La pera. Luego dirán, a propósito
de “pilículas” como Prometheus, que hay una especie de ola religiosa en la
ciencia-ficción moderna. Claro, tonterías. Ya se ve por esta película que el principio antrópico ya era
conocido hace sesenta años, aunque no siempre por ese nombre.

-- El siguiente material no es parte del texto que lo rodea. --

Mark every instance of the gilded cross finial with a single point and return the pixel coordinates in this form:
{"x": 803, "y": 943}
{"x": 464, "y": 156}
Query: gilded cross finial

La novela original de Wells, aunque vista desde ahora tenga ciertos errores, no
dejaba de ser una especulación muy curiosa en el aspecto biológico, con seres
con aspecto de pulpo, asexuales y telépatas. La película cambia el aspecto de
los alienígenas y los hace más humanos, sólo en el sentido de que tienen cuatro
miembros, pues la “cara” estaría en el “tronco”, por llamarlos así. Además,
tienen tres ojos dispuestos en círculo específicos para cada color, esto es, un
ojo para cada tipo de color recogido por los conos oculares. Incluso hacen
una simulación de cómo sería su visión y un comentario sobre su sangre. Vamos,
que la película no carece de nivel. Al final, acaba como la novela de Wells,
aunque esa escena, no diré cuál, en la película se oye con un oportuno toque de
campanas procedente de una iglesia.
Pues en esta misma película, un tío decide echar un
sermón religioso, como si los marcianos fueran rigelianos, ya saben, Kang y
Kodos, que no hablan inglés, pero sí rigeliano, que por una casualidad del
mismísimo carajo es exactamente igual al inglés. Aunque en ese caso, displicentemente,
los dos habrían contestado que son presbiterianos cuánticos.
Luego criticarán el space opera.
2 comentarios:
Al final los alienígenas, pese a estar más avanzados tecnológica y armamentísticamente, pierden ante las comparativamente toscas fuerzas terrícolas. ¿Por qué? Porque no conocían la palabra del Señor recogida en La Biblia. Conclusión: el susodicho sacerdote justamente vaporizado era un traidor...
Curioso punto de vista. Estamos, por tanto, ante una obra subversiva, que mitifica la traición.
P.D: En el final de La guerra de las salamandras hay una pequeña burla al final de La guerra de los mundos.